Page MenuHomePhabricator

Redefine mysql GRANTs for wikiadmin
Closed, ResolvedPublic

Description

Due to T157651: sql.php must not run LoadExtensionSchemaUpdates causing the drop of a table in production T249565: Wikidata's wb_items_per_site table has suddenly disappeared, creating DBQueryErrors on page views, one of the action items is to remove DROP and ALTER grant from the wikiadmin user.
This is what wikiadmin user currently have:

GRANT ALL PRIVILEGES ON `%wik%`.*

We should probably limit it to:

  • SELECT
  • UPDATE
  • INSERT
  • DELETE
  • PROCESS
  • REPLICATION CLIENT
  • CREATE
  • CREATE TEMPORARY TABLES
  • INDEX?

Anything else?

Event Timeline

CREATE is already there but I want to emphasize that we need it for two reasons: 1- Sometimes devs, with coordination with DBAs, create tables in production. I have done it before several times. 2- During the outage, one of the reasons I was able to reduce the impact was that I had the CREATE right to create the table. Does this include creating indexes as well, right?

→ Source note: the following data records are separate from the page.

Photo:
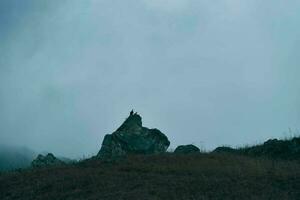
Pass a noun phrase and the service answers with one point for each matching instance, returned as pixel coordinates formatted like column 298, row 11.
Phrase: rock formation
column 48, row 160
column 186, row 149
column 132, row 137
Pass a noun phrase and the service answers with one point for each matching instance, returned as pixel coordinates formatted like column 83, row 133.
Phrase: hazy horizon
column 209, row 73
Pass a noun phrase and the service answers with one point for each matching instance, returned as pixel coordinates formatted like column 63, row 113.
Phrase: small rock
column 187, row 149
column 48, row 160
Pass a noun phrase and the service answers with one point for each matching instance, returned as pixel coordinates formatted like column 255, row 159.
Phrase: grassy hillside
column 167, row 176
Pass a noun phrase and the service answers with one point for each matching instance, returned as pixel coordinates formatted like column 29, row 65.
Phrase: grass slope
column 168, row 176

creating indexes as well, right

No, that would require ALTER rights. Creates are a non issue, that is why we let them be created by owners (e.g new extension or new wiki). ALTERS, however, are a source of both performance and replication issues. Maintenance will have to be adapted to create the indexes at the same time than the tables, not after.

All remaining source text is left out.